It was the Australian's 40th career victory and fourth consecutive win in Assen, giving him a 68-point championship lead over his Honda team- mate Alex Criville, who did not race after injuring his hand badly in a high-speed crash in Thursday's practice.

Doohan, who started from pole position, won both sections of the race which was split in two when rain prompted officials to call a halt with 11 laps completed.

Honda rider Carlos Checa, of Spain, who was in second place when the race was interrupted, came third in the second part of the 20-lap race to take second place overall ahead of Italian Aprilia rider Doriano Romboni.

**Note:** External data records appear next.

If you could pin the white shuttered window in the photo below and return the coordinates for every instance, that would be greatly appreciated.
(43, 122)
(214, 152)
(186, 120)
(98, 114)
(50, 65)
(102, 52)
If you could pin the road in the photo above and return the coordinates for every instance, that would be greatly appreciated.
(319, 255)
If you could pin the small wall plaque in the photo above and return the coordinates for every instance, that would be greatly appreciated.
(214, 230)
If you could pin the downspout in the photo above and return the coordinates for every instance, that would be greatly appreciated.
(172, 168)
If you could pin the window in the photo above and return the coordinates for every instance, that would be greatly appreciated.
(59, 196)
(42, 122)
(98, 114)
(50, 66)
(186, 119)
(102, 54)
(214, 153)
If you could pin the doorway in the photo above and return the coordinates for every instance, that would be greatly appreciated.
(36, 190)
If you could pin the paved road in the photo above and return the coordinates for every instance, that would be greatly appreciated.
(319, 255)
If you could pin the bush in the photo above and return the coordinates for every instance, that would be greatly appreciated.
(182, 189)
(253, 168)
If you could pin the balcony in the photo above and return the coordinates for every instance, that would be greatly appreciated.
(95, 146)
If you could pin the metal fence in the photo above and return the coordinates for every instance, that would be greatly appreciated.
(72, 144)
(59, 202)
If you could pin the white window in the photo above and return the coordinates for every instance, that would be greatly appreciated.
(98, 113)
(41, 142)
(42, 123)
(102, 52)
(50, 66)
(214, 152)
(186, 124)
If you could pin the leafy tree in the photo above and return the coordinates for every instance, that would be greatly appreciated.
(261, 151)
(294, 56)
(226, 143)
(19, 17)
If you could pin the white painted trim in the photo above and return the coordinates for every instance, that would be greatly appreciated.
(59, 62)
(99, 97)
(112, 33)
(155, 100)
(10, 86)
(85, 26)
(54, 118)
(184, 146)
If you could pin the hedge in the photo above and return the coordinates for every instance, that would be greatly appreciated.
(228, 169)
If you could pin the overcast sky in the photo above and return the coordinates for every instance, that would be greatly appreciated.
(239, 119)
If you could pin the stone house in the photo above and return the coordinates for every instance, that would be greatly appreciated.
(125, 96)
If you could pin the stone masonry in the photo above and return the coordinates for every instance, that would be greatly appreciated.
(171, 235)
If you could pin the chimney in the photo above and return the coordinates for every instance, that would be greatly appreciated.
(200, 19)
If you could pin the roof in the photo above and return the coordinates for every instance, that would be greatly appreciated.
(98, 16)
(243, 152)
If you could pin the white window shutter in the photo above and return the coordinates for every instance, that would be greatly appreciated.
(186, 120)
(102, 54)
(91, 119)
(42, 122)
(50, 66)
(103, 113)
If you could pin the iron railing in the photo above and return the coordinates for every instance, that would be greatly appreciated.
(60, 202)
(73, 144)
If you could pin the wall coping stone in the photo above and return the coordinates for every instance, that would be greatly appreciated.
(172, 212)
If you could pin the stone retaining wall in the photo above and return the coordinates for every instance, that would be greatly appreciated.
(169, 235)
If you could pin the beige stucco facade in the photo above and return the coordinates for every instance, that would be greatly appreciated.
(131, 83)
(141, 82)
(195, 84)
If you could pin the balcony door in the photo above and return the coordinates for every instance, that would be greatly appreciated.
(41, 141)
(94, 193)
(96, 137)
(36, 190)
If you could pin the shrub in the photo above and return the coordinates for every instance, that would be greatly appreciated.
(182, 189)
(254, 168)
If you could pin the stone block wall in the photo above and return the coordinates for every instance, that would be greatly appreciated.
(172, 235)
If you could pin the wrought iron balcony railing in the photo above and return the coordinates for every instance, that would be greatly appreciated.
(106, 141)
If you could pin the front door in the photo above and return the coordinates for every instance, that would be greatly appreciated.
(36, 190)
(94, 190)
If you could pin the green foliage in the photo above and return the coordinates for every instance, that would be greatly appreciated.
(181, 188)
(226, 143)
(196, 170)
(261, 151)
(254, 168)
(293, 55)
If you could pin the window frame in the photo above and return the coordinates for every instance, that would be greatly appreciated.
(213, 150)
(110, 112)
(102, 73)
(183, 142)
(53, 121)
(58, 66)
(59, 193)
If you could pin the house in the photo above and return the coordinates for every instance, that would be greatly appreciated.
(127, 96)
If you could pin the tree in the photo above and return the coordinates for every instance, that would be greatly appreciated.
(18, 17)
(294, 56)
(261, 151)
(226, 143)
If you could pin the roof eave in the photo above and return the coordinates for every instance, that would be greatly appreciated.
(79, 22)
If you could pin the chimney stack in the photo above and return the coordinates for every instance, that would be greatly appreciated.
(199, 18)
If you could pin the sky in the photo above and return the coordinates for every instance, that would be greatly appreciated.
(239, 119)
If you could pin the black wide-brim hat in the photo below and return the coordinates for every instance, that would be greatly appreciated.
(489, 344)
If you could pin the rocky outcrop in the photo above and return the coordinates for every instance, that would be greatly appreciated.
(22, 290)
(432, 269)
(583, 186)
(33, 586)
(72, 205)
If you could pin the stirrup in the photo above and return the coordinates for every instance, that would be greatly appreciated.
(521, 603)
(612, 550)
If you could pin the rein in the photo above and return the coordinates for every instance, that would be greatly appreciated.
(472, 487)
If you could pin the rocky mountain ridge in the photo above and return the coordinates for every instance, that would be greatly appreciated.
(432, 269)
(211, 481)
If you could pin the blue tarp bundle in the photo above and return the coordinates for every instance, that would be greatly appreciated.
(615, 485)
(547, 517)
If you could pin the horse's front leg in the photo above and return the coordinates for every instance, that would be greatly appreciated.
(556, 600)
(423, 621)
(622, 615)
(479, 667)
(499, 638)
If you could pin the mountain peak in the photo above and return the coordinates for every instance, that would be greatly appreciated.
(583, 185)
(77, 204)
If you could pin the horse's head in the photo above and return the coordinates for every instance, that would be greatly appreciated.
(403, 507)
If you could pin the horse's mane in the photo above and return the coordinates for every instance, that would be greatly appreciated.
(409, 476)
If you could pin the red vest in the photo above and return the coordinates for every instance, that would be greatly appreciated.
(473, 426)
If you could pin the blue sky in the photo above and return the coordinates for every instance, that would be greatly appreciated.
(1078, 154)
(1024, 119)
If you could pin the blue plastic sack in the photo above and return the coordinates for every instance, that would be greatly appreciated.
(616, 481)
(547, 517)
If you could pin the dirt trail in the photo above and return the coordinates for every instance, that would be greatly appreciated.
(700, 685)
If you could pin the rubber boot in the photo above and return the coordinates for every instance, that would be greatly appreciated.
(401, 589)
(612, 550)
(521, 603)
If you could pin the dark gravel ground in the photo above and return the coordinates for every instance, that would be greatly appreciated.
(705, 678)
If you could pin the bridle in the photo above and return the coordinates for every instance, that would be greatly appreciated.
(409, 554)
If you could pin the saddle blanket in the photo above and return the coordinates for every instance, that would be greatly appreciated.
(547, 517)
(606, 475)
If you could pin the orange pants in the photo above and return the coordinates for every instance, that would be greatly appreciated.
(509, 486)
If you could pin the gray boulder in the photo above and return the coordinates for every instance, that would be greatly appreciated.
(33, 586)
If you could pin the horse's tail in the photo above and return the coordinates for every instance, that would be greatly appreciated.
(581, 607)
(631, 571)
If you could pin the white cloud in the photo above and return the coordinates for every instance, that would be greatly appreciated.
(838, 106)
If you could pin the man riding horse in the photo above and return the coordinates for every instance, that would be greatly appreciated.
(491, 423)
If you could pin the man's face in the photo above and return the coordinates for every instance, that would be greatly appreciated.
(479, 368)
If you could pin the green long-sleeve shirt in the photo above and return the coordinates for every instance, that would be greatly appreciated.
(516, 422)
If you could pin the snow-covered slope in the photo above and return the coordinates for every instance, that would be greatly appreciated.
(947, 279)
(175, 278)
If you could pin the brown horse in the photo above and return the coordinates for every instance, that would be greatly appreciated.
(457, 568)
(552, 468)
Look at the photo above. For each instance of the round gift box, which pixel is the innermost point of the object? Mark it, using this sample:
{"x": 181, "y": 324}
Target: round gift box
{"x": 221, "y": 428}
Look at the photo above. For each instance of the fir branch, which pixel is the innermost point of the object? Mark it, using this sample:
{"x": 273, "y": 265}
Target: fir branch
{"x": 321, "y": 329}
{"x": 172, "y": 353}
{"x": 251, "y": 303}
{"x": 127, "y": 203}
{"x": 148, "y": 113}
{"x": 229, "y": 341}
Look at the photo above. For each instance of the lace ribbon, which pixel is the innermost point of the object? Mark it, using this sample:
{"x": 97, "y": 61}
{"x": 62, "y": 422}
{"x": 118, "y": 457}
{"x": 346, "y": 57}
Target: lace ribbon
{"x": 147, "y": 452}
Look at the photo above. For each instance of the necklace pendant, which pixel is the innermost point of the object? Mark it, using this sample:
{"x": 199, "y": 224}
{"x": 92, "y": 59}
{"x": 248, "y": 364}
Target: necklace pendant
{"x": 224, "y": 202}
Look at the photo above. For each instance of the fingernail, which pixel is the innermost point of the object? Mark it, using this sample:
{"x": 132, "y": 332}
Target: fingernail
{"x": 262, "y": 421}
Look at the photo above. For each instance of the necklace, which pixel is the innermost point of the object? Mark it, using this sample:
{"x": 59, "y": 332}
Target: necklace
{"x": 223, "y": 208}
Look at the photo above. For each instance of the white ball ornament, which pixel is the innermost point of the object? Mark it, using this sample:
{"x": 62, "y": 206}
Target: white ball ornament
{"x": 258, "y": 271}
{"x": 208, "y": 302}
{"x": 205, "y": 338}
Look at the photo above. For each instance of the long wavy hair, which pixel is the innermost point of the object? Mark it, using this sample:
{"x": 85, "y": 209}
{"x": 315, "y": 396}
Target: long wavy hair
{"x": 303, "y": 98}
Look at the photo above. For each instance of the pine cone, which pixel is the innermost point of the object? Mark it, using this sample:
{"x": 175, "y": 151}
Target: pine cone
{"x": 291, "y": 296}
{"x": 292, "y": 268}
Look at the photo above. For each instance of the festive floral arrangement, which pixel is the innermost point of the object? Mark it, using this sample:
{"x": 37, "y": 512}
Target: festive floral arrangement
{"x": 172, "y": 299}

"Conditions were definitely tricky today and had it not been for a five- minute delay for some reason we would have completed enough of the race distance in race one and we wouldn't have had to take so many risks in race two," Doohan said.

The fast changing weather conditions made it hard for riders to decide which tyres to put on for the second part of the race. "We had to take a gamble with an intermediate in the rear and a wet on the front," Doohan said.

In the 250cc class, Japan's Tetsuya Harada, riding an Aprilia, surged past Honda rider Ralf Waldmann, of Germany, in the final kilometre to win his second consecutive race. Waldmann snatched the championship lead from Italian Max Biaggi, who was disqualified for failing to comply with a stop-and-go penalty given after mechanics continued to work on his bike on the circuit less than three minutes before the start of the warm-up lap.

Italian teenager Valentino Rossi toyed with the opposition en route to his fifth victory of the season in the 125cc category to extend his championship lead to 33 points over Noboru Ueda of Japan.